Using the diagram above, we can solve this problem by using mass points. By angle bisector theorem:

$$\frac{BL}{CB}=\frac{AL}{CA}\implies\frac{BL}{300}=\frac{AL}{450}\implies 3BL=2AL$$ So, we can weight $A$ as $2$ and $B$ as $3$ and $L$ as $5$. Since $K$ is the midpoint of $A$ and $C$, the weight of $A$ is equal to the weight of $C$, which equals $2$. Also, since the weight of $L$ is $5$ and $C$ is $2$, we can weight $P$ as $7$.

By the definition of mass points,

$$\frac{LP}{CP}=\frac{2}{5}\implies LP=\frac{2}{5}CP$$ By vertical angles, angle $MKA =$ angle $PKC$. Also, it is given that $AK=CK$ and $PK=MK$.

By the SAS congruence, $\triangle MKA$ = $\triangle PKC$. So, $MA$ = $CP$ = $180$. Since $LP=\frac{2}{5}CP$, $LP = \frac{2}{5}(180) = \boxed{072}$

Solution 3 (Law of Cosines Bash)

Using the diagram from solution $1$, we can also utilize the fact that $AMCP$ forms a parallelogram. Because of that, we know that $AM = CP = 180$.

Applying the angle bisector theorem to $\triangle CKB$, we get that $\frac{KP}{PB} = \frac{225}{300} = \frac{3}{4}.$ So, we can let $MK = KP = 3x$ and $BP = 4x$.

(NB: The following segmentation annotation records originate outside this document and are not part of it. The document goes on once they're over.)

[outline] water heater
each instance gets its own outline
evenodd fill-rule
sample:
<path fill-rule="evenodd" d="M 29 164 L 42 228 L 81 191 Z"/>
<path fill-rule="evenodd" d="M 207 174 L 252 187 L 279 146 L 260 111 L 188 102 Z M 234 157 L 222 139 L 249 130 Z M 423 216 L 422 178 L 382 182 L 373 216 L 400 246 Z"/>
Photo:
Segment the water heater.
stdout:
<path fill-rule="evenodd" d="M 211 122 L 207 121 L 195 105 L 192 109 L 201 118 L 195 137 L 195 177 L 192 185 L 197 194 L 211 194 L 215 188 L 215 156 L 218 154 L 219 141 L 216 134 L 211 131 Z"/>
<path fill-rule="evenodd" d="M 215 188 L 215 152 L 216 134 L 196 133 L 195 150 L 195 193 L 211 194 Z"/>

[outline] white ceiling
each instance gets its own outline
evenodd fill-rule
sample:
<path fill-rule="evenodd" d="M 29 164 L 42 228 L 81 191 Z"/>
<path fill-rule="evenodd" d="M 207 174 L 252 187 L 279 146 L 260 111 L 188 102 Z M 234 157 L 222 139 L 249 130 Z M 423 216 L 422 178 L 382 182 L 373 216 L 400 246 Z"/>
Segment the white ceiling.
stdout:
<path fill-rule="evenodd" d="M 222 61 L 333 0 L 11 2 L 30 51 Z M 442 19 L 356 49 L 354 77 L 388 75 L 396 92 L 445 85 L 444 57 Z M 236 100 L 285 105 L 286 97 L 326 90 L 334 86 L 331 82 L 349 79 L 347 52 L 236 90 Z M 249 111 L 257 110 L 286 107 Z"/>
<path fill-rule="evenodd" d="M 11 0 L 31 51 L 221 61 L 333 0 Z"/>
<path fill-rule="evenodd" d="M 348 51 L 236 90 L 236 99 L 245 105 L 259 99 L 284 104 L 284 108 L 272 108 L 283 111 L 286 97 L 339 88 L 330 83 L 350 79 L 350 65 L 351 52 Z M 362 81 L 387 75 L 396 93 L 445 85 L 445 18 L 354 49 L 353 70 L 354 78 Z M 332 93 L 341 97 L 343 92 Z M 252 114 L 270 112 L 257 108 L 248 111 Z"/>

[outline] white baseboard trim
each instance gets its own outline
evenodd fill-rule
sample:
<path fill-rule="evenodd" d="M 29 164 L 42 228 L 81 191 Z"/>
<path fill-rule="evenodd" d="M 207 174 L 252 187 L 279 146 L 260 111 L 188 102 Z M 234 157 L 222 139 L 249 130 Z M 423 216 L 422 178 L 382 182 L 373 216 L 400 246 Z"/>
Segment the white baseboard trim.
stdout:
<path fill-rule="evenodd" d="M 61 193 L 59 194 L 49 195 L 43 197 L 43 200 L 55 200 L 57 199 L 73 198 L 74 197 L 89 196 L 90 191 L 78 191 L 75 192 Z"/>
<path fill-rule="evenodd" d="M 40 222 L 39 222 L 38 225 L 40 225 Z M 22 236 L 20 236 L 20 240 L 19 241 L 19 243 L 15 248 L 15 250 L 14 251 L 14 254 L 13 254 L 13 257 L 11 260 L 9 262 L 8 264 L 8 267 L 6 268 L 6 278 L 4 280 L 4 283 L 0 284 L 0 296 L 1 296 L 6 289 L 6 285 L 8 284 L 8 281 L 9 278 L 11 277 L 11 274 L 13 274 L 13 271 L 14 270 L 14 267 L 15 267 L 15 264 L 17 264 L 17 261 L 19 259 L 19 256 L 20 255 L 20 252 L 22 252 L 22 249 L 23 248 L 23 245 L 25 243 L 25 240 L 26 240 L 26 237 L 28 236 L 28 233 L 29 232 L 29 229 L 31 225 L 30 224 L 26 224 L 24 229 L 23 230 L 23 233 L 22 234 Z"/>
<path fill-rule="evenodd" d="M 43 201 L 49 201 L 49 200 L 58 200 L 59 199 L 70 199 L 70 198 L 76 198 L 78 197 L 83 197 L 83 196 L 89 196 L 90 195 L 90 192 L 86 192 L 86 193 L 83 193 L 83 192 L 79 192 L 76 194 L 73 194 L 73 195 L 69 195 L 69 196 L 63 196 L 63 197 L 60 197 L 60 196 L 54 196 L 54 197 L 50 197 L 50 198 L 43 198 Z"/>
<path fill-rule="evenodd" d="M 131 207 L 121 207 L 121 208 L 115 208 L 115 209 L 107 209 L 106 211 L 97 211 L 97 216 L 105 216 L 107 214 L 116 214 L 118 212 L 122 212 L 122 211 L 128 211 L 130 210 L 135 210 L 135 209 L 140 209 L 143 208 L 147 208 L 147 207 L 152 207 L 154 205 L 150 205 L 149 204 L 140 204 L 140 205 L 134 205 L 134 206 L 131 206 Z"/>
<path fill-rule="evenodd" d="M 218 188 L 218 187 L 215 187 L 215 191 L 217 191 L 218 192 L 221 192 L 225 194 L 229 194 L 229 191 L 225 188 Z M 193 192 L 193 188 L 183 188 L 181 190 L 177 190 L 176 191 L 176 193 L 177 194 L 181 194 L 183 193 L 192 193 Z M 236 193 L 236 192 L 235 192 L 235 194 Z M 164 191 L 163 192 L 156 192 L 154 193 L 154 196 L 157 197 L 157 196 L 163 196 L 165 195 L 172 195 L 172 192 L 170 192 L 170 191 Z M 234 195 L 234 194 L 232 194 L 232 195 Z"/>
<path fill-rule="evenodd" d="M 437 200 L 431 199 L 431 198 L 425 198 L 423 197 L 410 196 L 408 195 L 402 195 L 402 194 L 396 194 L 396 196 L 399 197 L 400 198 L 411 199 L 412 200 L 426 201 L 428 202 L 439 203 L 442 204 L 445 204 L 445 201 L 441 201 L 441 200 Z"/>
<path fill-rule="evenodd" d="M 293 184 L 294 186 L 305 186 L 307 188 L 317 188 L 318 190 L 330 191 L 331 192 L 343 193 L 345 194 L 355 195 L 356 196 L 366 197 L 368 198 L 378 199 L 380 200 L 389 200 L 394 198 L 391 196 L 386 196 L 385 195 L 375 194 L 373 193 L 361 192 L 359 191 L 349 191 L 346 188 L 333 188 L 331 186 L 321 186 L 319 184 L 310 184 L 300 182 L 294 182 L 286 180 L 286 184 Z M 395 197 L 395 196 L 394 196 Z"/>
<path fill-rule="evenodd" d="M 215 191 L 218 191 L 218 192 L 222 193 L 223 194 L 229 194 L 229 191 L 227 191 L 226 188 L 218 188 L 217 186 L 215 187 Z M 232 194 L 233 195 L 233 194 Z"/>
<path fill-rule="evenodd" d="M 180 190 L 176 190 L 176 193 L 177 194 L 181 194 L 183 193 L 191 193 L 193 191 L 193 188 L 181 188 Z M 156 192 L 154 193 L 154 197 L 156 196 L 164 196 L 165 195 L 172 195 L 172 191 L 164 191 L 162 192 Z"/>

Now, apply law of cosines on $\triangle CKP$ and $\triangle CPB.$

If we let $\angle KCP = \angle PCB = \alpha$, then the law of cosines gives the following system of equations:

$$9x^2 = 225^2 + 180^2 - 2\cdot 225 \cdot 180 \cdot \cos \alpha$$ $$16x^2 = 180^2 + 300^2 - 2 \cdot 180 \cdot 300 \cdot \cos \alpha.$$ Bashing those out, we get that $x = 15 \sqrt{13}$ and $\cos \alpha = \frac{7}{10}.$

Since $\cos \alpha = \frac{7}{10}$, we can use the double angle formula to calculate that $\cos \left(2 \alpha \right) = -\frac{1}{50}.$

Now, apply Law of Cosines on $\triangle ABC$ to find $AB$.

We get:

$$AB^2 = 450^2 + 300^2 - 2 \cdot 450 \cdot 300 \cdot \left(- \frac{1}{50} \right).$$ Bashing gives $AB = 30 \sqrt{331}.$

From the angle bisector theorem on $\triangle ABC$, we know that $\frac{AL}{BL} = \frac{450}{300} = \frac{3}{2}.$ So, $AL = 18 \sqrt{331}$ and $BL = 12 \sqrt{331}.$

Now, we apply Law of Cosines on $\triangle ALC$ and $\triangle BLC$ in order to solve for the length of $LC$.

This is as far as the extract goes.